EGU24-1214, updated on 08 Mar 2024
https://doi.org/10.5194/egusphere-egu24-1214
EGU General Assembly 2024
© Author(s) 2024. This work is distributed under
the Creative Commons Attribution 4.0 License.

Forecasting PM2.5 concentrations using machine learning approaches: added value of low-cost monitoring and regional modeling

K. Santiago Hernández1,2, Duvan Nieves1, Jhayron S. Pérez-Carrasquilla1,3, Paola Montoya1, Manuel D. Zuluaga1, and Mauricio Ramírez1
K. Santiago Hernández et al.
  • 1Early Warning System of Medellín and the Aburrá Valley - SIATA, Metropolitan Area of the Aburrá Valley, Medellín, Colombia
  • 2Environmental School, Engineering Faculty, University of Antioquia, Medellín, Colombia
  • 3Department of Atmospheric and Oceanic Science, University of Maryland, College Park, MD, U.S.
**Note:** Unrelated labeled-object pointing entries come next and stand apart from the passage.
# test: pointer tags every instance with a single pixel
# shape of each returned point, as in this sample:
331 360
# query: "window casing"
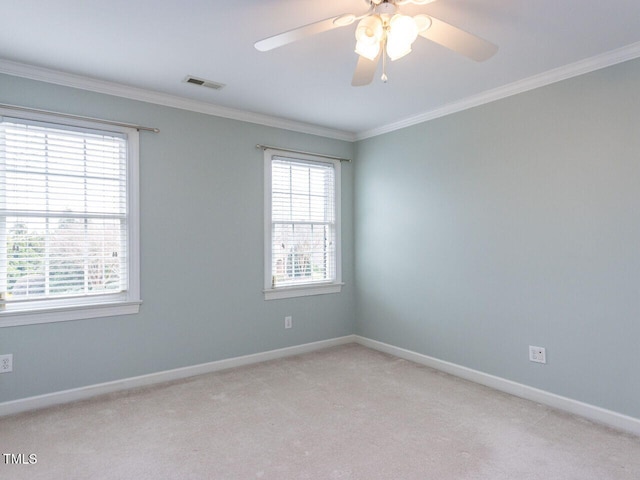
69 246
302 225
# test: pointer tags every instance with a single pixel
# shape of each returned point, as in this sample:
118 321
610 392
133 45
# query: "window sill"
62 314
302 291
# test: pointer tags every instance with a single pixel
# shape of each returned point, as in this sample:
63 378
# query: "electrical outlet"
6 363
537 354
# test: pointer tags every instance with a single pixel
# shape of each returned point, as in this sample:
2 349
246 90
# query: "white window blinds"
303 222
63 212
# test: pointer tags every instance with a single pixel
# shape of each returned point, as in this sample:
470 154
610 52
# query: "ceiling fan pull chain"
384 77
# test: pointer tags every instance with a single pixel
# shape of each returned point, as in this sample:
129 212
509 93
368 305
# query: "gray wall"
476 235
512 224
202 254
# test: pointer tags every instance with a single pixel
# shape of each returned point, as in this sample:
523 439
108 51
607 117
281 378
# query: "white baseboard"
591 412
83 393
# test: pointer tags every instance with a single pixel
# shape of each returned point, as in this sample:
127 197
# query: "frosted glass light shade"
369 30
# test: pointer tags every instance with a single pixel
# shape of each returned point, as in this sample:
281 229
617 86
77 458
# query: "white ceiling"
153 45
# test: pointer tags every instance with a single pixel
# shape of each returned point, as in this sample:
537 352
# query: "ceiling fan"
383 31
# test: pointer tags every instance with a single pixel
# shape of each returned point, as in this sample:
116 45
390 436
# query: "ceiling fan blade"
365 70
299 33
458 40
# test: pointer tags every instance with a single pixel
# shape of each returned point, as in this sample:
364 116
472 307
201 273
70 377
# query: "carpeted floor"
343 413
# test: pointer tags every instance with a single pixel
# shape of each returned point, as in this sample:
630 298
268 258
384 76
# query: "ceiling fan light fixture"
369 30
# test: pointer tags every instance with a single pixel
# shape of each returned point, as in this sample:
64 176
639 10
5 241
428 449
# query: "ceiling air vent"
203 83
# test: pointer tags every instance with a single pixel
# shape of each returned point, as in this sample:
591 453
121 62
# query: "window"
302 225
68 220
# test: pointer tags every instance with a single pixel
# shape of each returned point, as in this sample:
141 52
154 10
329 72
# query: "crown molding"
549 77
41 74
581 67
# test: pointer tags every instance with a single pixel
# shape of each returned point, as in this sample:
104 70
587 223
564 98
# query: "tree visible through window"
303 227
64 214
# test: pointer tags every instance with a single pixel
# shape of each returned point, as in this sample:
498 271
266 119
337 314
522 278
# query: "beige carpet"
342 413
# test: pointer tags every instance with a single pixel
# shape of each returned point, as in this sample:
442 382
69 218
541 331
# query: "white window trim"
271 293
125 303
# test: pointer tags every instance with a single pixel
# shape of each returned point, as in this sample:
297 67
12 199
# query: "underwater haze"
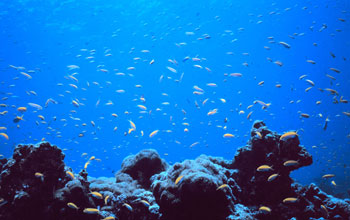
110 78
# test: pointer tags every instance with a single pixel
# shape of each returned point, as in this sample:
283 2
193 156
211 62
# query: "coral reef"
256 184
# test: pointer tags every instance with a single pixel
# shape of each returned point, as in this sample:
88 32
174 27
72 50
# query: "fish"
326 124
284 44
335 70
106 199
36 106
272 177
228 135
326 176
171 69
304 115
311 61
72 205
212 112
70 174
178 180
264 105
223 186
324 211
128 206
18 119
132 124
265 209
96 195
290 200
287 135
153 133
5 136
22 109
91 211
289 163
264 168
147 204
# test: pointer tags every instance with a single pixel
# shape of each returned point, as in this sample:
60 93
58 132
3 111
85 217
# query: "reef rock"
36 184
196 194
143 166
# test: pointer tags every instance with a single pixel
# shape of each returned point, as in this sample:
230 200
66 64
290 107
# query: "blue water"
42 38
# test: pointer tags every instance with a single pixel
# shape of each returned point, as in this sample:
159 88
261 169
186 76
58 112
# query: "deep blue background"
46 36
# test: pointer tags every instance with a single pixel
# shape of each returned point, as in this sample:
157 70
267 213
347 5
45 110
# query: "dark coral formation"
35 185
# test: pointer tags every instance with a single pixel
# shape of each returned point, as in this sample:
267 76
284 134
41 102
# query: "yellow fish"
222 186
177 181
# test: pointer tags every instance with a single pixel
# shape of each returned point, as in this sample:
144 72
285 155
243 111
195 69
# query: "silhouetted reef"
36 184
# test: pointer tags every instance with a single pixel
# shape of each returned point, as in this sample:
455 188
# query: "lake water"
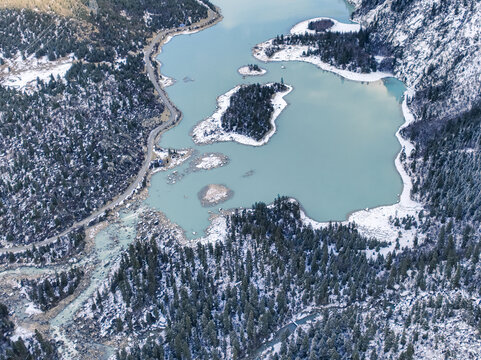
334 148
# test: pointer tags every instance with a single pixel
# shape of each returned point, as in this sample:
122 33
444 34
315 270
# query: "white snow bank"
32 309
295 53
302 27
210 161
217 230
21 332
245 71
210 130
378 222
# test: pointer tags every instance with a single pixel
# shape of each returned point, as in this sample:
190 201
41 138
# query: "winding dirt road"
174 117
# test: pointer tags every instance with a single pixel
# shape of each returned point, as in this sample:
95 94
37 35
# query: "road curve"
174 117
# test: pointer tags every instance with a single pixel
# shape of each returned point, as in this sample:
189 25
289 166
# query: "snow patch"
339 27
210 161
246 71
295 53
217 230
27 79
32 309
21 332
210 130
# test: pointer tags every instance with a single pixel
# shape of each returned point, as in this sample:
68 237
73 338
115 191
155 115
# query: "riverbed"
335 143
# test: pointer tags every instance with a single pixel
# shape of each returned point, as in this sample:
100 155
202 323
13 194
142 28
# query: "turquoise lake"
335 143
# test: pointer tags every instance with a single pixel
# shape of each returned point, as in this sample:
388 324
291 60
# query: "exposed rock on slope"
437 46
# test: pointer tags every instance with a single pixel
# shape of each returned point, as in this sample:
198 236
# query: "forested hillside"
250 110
70 145
13 347
224 300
Machine Learning (ML) techniques have acquired great importance for forecasting air pollution events, due to their relatively low computational cost and skillful results within horizons of up to 3 days. In this study, we forecast PM2.5 concentrations measured by low-cost sensors in the Aburrá Valley, a densely populated and complex terrain region in the Colombian Andes. ML models such as Artificial Neural Networks, Random Forest, Gradient Boosting, and Support Vector Regression, were trained for each forecast horizon (up to 72 hours) using data from satellites and global atmospheric models, which are available in other cities with little in-situ information. The information includes 2-meter temperature, boundary layer height, latent heat flux, winds at different levels and precipitation from the Global Forecasting System (GFS); total aerosol optical thickness (AOD), dust AOD, black carbon AOD and sea salt AOD data from the CAMS Global Atmospheric Composition Forecast; and an index calculated from predicted back-trajectories and the fire radiative power derived from MODIS satellite-monitored hotspots, which allows accounting for long-range transport of biomass burning aerosols. As an added value, we investigated the effect of including data from real-time PM2.5 concentrations from low cost sensors, as well as operational forecast information from the Early Warning System of Medellín and the Aburrá Valley (SIATA) with the WRF regional model. The predictions were evaluated across multiple performance metrics and during an air quality special period in which air pollution increases in the region. Our results show that ML-based forecasts perform better than those obtained directly from CAMS. By including real-time measured information, forecast performance significantly improves during the first 24 hours after initialization. In addition, meteorological data obtained from the WRF model are useful for extending the usefulness of the forecasts to longer horizons (2 to 3 days). Since this approach is based on satellite data and global atmospheric models, it can be easily replicated in other cities with scarce in-situ information. Finally, this work highlights the usefulness of these tools for air quality management and serves as a reference framework for the implementation of forecasting tools in other cities with scarce air quality data.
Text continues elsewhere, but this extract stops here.